A: Link doesn’t cry when he cuts up an octorok.
Wa ha ha! With that joke to lighten the mood, let me say that I made it all the way through Lakebed Temple in one go! It turns out that it’s incredibly easy to beat when you know what you’re supposed to do ahead of time. Thank goodness! Now that means there’s only one dungeon left!
Q: How many dungeons does it take to screw in a lightbulb?
A: Arbiter’s Grounds, because it comes with the Spinner.
Woah, that joke sucked. Sorry, but I wrote down the joke question before I realized I didn’t have a joke answer, and I had to make one up off the top of my head. Dang!
Monday, December 31:
Did a lot more work on the guide—it’s amazing how much I can do based off the video walkthrough, considering that the video walkthrough skips things with great consistency. So I wrote a lot on the guide, then I played the game to double-check that what I wrote was totally accurate.

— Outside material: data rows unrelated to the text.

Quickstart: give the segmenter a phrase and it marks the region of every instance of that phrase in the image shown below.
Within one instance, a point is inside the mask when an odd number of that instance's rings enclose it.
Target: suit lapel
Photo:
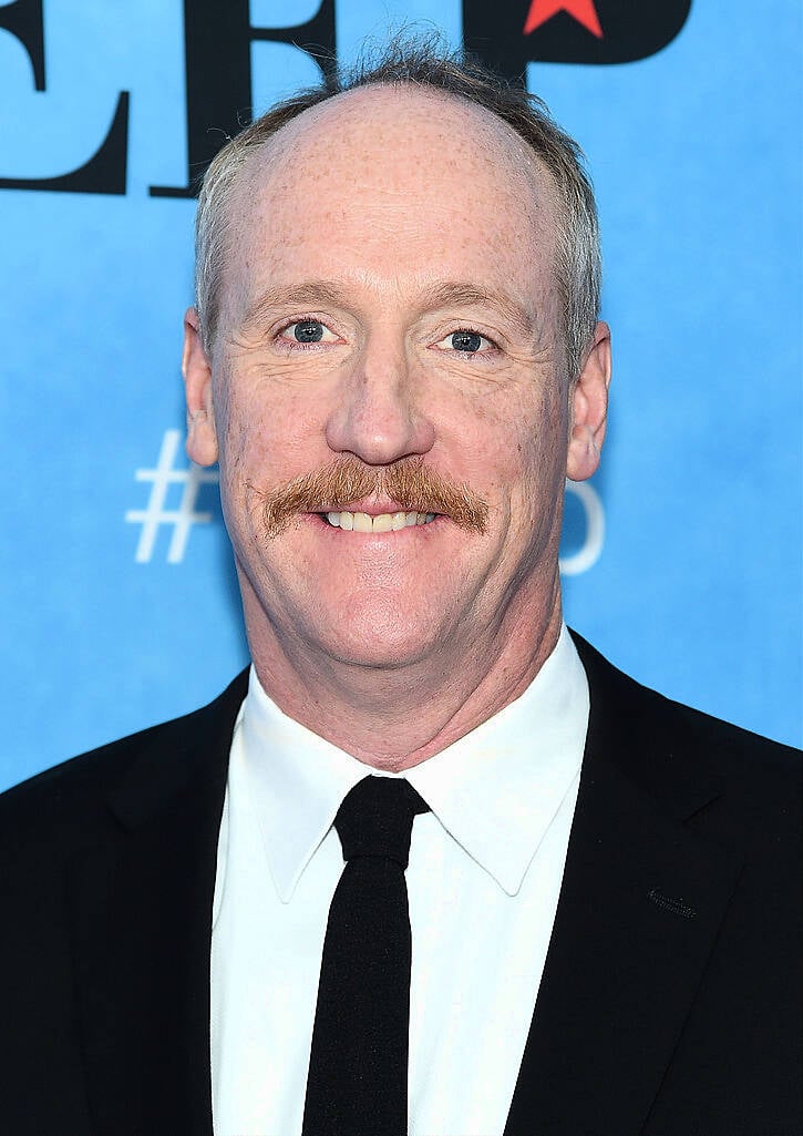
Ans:
[[[683,824],[722,788],[662,730],[666,701],[578,646],[588,741],[505,1136],[642,1130],[741,867]]]
[[[93,1130],[211,1136],[209,942],[244,676],[151,735],[108,799],[114,835],[72,866]]]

It mostly was because, duh, I wrote it. And now it’s 2008. Only three more days until the January 4th deadline to finish the guide and this article! Can I make it in time? Well, since you’re reading this article on GameCola, the answer is obviously “yes,” but pretend it’s not to add some dramatic suspense to my quest to finish this guide in time! Only one more dungeon, and endless collection quests to go!
Tuesday, January 1:
So today I checked to see my guide is currently 172 pages long. Damn! Maybe I’ll beat 200 by the time I’m finished!
I worked on the collection quests, which turned out to be slightly easier than the last few times. As there are fewer and fewer items to collect, writing out all the available items gets easier and easier. I worked ahead quite a bit, and verified my instructions for everything that’s possible to get before you enter Gerudo Mesa.

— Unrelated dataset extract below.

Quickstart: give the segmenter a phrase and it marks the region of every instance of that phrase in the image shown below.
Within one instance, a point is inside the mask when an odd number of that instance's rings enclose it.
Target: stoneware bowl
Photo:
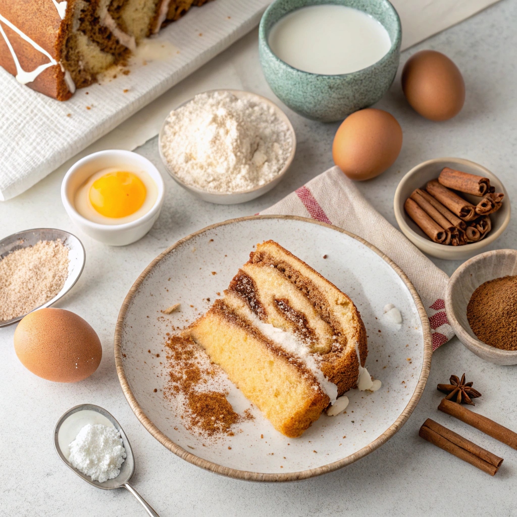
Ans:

I started the Poe Souls section. With the pieces of heart, I listed them semi-randomly, but with the Poe Souls, I grouped them by location, and put the locations in the order you first visit them. I really shoulddo that with the pieces of heart sections…but that’d be a lot of work. Instead of working, I just put a little “these are listed in no particular order” disclaimer on my Piece of Heart section.
Wednesday, January 2:
My guide is so long that my computer kept overheating whenever I opened it in Word, due to all the spelling/grammar errors. The spelling errors are words like “Hyrule” or “Clawshot,” which Word doesn’t recognize as real words, and the grammar errors are caused by splitting a ton of sentences in half, due to the 60 characters per line limit.
So I had to split my guide into two separate Word documents, one with the stuff I’m finished doing and one with the stuff I need to finish. That cut down on the number of errors, so my computer doesn’t overheat.
I wrote instructions for the rest of the dungeons, with the help of playing ahead and using the video walkthrough. Now the entire guide proper is finished. All that’s left is to finish off the annoying collection quest sections. BOO!
Thursday, January 3:
I finished writing up all the collection quests, but I didn’t verify all of my instructions for them because it’d take a few hours, and I want to get this done. DONE! DONE! I’m finally done with this stupid guide! It’s now available to read on IGN and GameFAQS, and now my work is DONE. Party time!
The final version clocked in at 192 pages and 76,668 words. Holy cow. I don’t think I’ll attempt such a monstrously large project ever again. At least, if I do, I won’t do it with a deadline, so I won’t have to rush things so much at the end.